Ill/ & Vexed installation view. Foreground: Gerard Mccourt Set In Concrete 2003, bicycle wheel, concrete, wooden packing crate, 90 x 70 x 45 cm.

Like trying to read signs in a foreign language, these artists (Cate Consandine, Louise Hubbard, Gerard McCourt, Sanja Pahoki, Emidio Puglielli and Mark Rose) are trying to keep it together in an era of uncertainty. Their work inspires that feeling and, as Puglielli writes in the exhibition premise, the world perceived as difficult is a reflection of modernity. Or do their anxieties result from choosing critical engagement with their culture rather than blind submission?

Louise Hubbard has stacked an old paint stained tennis table in halves against the wall along with other carefully arranged items. I am tempted to unravel the mystery of potential signs awaiting interpretation. A doll, two letters, plastic horses, lots of soap, a horse drawn with a plastic chain tethered to a stack of plastic side tables. Tables? Horse, tables – stables? Chain, links & what does it mean? I don't know, but it's called Rodeo and has something to do with training.

Further along the wall, isolated, is a large photograph of a grimy stainless steel toilet flusher inviting us to choose between full and half. I try to see the photographer reflected in the shiny buttons but can't quite make Sanja Pahoki out. The pinned photo looks as if wiped with a dirty cloth but it's really the parallel surface of the flusher and a moment of visual confusion between real and represented ensues. The Test, a bland video of people struggling to pronounce mostly French words, inspires thoughts of alienation and elitism by revealing how strange these 'art theory' words are to outsiders.

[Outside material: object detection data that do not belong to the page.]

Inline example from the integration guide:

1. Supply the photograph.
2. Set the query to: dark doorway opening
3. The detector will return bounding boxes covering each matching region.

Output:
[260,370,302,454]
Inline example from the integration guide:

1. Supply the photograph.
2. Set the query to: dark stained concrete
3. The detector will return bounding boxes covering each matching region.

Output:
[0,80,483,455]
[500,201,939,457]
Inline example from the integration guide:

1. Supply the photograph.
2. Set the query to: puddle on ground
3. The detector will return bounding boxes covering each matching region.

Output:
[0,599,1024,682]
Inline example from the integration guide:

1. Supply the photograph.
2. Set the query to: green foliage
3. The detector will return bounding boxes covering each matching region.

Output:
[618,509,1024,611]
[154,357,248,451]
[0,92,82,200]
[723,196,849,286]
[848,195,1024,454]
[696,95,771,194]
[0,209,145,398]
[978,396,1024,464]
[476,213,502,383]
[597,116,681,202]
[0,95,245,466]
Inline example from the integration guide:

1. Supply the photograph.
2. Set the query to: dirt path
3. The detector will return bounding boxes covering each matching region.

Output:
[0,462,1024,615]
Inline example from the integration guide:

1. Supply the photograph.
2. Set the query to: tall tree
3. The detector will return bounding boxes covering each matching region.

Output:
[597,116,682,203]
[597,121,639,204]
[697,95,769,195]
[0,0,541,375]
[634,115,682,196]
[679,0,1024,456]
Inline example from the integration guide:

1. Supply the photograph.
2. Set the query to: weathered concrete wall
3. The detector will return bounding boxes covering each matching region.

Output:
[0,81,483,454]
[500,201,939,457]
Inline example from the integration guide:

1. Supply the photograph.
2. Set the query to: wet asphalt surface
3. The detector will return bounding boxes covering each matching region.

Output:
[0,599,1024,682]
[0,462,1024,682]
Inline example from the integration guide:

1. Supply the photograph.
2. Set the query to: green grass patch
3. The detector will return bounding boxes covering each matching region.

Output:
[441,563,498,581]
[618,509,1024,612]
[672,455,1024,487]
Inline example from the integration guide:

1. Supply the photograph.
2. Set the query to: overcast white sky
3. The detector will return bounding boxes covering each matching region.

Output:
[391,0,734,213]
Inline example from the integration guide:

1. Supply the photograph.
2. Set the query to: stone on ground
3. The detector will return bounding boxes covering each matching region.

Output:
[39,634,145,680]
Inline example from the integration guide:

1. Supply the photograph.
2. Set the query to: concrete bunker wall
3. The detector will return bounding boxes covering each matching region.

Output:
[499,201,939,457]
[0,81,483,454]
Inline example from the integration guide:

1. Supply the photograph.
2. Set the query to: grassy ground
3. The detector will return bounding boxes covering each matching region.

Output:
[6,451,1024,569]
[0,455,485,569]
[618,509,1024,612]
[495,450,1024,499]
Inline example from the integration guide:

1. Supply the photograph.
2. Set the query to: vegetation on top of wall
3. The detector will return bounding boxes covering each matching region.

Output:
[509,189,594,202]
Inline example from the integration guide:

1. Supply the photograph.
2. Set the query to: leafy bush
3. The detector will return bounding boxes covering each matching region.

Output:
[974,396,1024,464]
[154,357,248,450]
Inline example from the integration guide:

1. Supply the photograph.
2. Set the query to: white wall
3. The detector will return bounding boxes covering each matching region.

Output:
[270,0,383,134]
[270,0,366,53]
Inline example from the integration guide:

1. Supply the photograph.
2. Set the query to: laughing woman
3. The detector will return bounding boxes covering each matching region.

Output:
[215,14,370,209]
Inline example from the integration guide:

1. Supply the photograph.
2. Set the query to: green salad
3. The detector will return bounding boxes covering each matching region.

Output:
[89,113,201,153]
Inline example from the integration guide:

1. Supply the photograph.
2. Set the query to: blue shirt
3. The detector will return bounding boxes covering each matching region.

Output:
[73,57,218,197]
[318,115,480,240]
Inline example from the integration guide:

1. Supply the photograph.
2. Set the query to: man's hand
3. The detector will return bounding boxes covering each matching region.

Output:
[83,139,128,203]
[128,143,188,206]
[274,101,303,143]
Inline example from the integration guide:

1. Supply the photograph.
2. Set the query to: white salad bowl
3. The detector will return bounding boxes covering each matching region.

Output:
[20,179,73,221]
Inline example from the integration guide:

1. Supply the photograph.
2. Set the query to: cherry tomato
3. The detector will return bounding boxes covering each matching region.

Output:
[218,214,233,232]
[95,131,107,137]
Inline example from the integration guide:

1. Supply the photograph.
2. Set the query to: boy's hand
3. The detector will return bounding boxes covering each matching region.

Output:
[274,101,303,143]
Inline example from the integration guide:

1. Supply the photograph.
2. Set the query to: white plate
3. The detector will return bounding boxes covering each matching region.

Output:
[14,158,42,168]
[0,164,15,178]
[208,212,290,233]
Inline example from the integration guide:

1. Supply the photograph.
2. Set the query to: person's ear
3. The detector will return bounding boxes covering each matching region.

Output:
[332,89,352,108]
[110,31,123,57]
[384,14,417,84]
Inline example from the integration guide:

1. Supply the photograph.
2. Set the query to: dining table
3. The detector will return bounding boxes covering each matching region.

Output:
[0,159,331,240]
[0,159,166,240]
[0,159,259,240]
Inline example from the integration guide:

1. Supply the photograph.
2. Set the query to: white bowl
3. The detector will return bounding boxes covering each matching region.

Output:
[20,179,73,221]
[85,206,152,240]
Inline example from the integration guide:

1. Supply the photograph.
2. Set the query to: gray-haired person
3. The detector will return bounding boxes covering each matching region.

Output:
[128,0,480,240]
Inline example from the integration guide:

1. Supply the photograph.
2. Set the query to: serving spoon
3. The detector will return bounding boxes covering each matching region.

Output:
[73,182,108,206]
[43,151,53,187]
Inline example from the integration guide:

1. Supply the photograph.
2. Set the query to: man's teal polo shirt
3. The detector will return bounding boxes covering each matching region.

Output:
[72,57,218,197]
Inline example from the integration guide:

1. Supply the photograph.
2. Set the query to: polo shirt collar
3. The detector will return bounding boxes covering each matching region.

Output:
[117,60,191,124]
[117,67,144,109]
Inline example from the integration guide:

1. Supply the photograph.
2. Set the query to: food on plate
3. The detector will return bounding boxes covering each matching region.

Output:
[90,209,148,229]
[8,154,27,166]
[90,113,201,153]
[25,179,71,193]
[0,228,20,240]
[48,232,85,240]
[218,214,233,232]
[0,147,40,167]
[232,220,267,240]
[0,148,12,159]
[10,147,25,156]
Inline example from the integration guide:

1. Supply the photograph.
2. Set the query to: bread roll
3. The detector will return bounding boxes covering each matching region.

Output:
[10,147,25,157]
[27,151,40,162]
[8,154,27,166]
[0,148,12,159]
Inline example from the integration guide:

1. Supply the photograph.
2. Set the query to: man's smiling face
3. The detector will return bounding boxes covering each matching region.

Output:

Nearby are four identical photographs almost overlapping as they curl at the bottom. The images have been laboriously erased until all we see is a faint reminder of what once was. Emidio Puglielli's photos take away the very thing we expect to see in photographs by abrading that glossy surface and scratching difference into sameness. The faded images reveal their common ground.

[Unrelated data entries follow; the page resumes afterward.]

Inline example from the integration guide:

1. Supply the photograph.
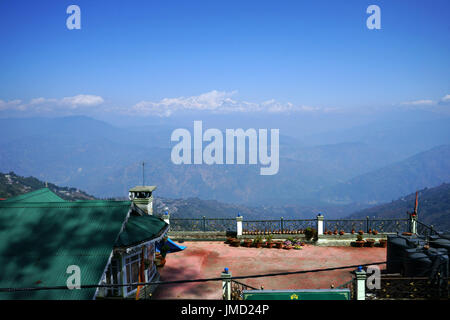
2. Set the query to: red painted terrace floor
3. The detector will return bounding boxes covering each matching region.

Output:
[153,241,386,299]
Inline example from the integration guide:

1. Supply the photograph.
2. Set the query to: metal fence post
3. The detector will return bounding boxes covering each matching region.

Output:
[161,213,170,224]
[366,216,370,233]
[236,213,244,236]
[355,267,367,300]
[317,213,323,236]
[221,268,231,300]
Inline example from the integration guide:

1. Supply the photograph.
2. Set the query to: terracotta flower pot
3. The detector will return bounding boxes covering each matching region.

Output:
[379,239,387,248]
[244,240,252,248]
[231,239,241,247]
[366,239,375,248]
[355,240,365,248]
[155,257,166,268]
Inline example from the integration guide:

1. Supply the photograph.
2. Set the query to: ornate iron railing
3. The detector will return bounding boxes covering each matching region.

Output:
[416,221,438,237]
[323,219,367,233]
[366,276,449,300]
[335,278,355,300]
[324,218,410,233]
[170,217,236,232]
[242,218,317,234]
[231,280,258,300]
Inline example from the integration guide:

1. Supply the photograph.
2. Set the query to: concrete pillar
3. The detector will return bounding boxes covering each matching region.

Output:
[221,268,231,300]
[162,212,170,224]
[355,267,367,300]
[410,214,417,234]
[236,213,244,236]
[317,213,323,236]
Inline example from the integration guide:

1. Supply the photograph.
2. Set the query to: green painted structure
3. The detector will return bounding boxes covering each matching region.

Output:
[115,215,167,247]
[242,289,350,301]
[0,188,168,300]
[3,188,65,202]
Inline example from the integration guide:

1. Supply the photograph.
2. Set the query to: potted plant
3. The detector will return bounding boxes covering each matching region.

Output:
[366,239,375,248]
[155,243,169,268]
[305,227,317,241]
[244,239,252,248]
[225,237,236,244]
[294,239,302,250]
[266,234,275,248]
[253,236,263,248]
[355,234,365,248]
[231,239,241,247]
[284,240,292,250]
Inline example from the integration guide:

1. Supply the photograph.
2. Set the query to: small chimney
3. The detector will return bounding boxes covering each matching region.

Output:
[128,186,156,215]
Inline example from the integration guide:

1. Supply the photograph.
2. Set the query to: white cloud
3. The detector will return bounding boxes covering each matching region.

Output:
[0,100,22,111]
[0,94,104,112]
[60,94,104,108]
[127,90,323,117]
[441,94,450,102]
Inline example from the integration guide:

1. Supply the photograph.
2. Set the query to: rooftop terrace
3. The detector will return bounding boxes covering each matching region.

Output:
[153,241,386,299]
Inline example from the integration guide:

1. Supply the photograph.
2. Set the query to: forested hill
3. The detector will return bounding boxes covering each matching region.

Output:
[0,172,95,201]
[350,183,450,231]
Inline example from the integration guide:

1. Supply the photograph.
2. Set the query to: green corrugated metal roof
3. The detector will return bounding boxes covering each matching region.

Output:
[130,186,156,192]
[0,201,131,299]
[115,215,168,247]
[4,188,64,202]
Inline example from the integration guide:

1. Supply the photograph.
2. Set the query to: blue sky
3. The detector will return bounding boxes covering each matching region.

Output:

Cate Consandine leaves us with soft hues marking out the agitated evidence of her made-up face pressed rubbing against the wall. The central gap of bare white is heightened by the expressive eye-shadow and lipstick marks smeared around it – she must have sat astride something she has removed. It's about removal.

Gerard McCourt leans a tricycle wheel with a cane handle for a seat and rubber stamps on the tyre tread against the wall. Another wheel is nearby, imbedded in concrete and looking very neat, it will never roll again. A more complex wheel thing attached by a cable to a can-opener that doesn't work stands readymade and ready to be read with its reflective mirror looking back at us from its black stool. McCourt's works reference Duchamp but seem to make no obvious statement other than to be very neat, well-presented and insistently there.

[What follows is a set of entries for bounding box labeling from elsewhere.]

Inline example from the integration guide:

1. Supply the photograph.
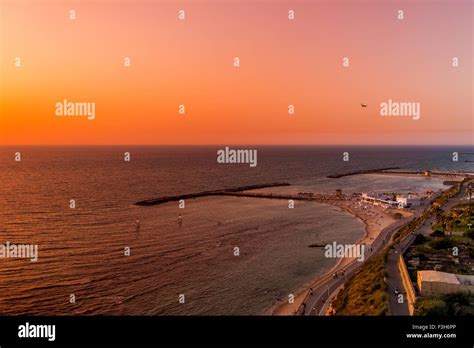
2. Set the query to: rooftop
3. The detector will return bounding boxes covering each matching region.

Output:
[418,271,459,284]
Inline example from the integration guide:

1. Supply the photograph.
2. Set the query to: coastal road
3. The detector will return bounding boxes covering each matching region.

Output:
[298,217,413,315]
[387,179,467,315]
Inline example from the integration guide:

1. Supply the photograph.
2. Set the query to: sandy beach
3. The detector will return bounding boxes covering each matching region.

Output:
[264,197,413,315]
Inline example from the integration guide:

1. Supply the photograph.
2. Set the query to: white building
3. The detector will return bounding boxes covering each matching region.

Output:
[397,195,423,208]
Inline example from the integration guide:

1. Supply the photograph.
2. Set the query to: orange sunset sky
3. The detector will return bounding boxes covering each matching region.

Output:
[0,0,474,145]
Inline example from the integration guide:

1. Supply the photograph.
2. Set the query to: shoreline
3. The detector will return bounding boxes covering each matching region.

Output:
[262,199,413,315]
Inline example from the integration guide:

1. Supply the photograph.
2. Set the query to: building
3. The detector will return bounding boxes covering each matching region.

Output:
[416,271,474,295]
[397,194,423,208]
[361,193,399,208]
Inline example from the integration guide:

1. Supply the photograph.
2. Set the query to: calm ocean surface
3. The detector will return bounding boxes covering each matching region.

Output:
[0,146,474,315]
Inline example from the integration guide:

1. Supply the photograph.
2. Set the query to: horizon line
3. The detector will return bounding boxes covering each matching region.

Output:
[0,143,474,147]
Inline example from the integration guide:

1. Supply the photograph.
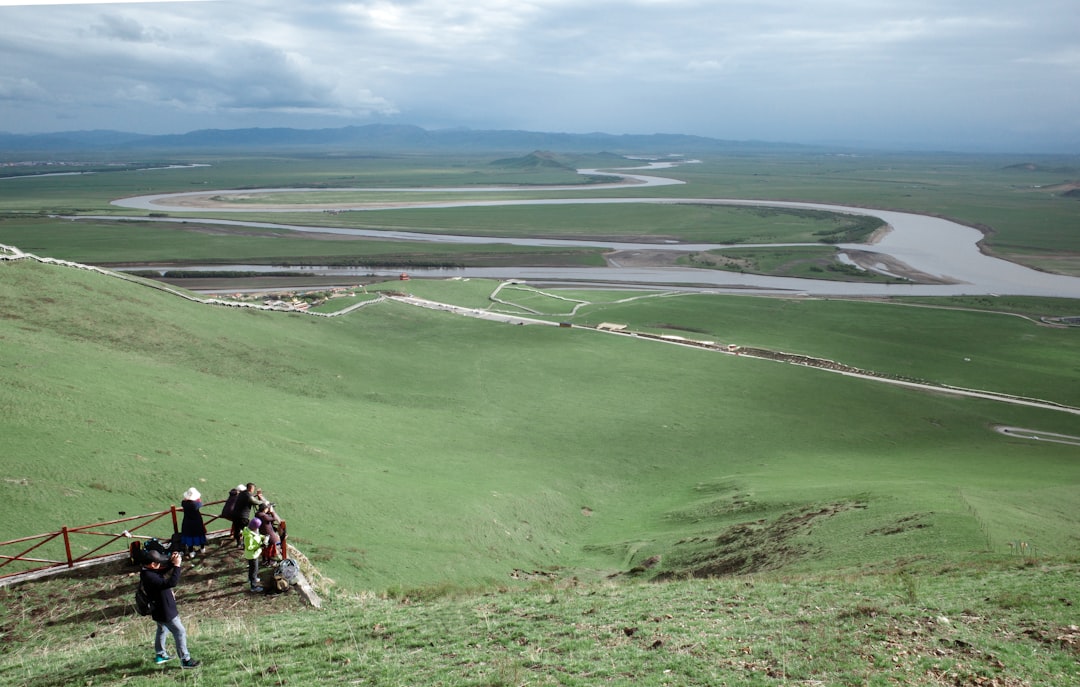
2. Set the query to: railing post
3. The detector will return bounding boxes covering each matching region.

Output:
[60,525,75,568]
[278,521,288,558]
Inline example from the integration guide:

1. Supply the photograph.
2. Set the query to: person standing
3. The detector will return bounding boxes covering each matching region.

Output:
[221,484,247,543]
[180,487,206,556]
[139,550,200,668]
[232,482,264,548]
[244,517,266,592]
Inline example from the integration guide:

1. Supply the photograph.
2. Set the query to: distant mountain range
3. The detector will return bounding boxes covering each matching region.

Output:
[0,124,811,157]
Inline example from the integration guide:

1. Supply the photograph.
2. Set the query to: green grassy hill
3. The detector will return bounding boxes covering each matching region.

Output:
[6,261,1080,590]
[0,260,1080,687]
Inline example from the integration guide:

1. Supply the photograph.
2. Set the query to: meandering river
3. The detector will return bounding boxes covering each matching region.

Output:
[105,162,1080,298]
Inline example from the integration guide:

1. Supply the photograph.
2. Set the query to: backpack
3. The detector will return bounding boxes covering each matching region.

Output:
[143,537,171,562]
[135,580,154,616]
[221,489,240,520]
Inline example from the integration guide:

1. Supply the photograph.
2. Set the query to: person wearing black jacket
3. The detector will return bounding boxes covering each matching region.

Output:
[139,550,200,668]
[232,482,266,549]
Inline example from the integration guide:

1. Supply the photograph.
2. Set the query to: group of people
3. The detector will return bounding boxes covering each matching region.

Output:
[139,482,282,668]
[221,482,282,592]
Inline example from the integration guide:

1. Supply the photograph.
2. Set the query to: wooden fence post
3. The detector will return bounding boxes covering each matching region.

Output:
[60,525,75,568]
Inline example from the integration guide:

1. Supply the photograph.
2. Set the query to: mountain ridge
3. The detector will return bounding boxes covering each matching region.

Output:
[0,124,814,153]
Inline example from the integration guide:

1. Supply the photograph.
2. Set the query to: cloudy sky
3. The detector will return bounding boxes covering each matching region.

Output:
[0,0,1080,153]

Crammed tightly in behind are two groups of small paintings by Mark Rose. They are subdued, flat, tonal, haphazard, roughly cut, quick, fleeting representations of people's faces mostly. Some repeat the same image. He shares his endearing struggles to get it right with us in a disarmingly honest and frank way. He seems to care more about painting than about the subject, it could be anything. They are probably all self-portraits even though they're not of him.

A mix-tape soundtrack plays in the background convincing me that this exhibition is about the complexity of contemporary life and also the lurking Nihilism behind things? It is cool, detached, impersonal, difficult, spare and equally complex, considered, challenging, grave and edgy. Ill and Vexed achieves its goal of expressing difficulty but perhaps that's just what people don't want more of?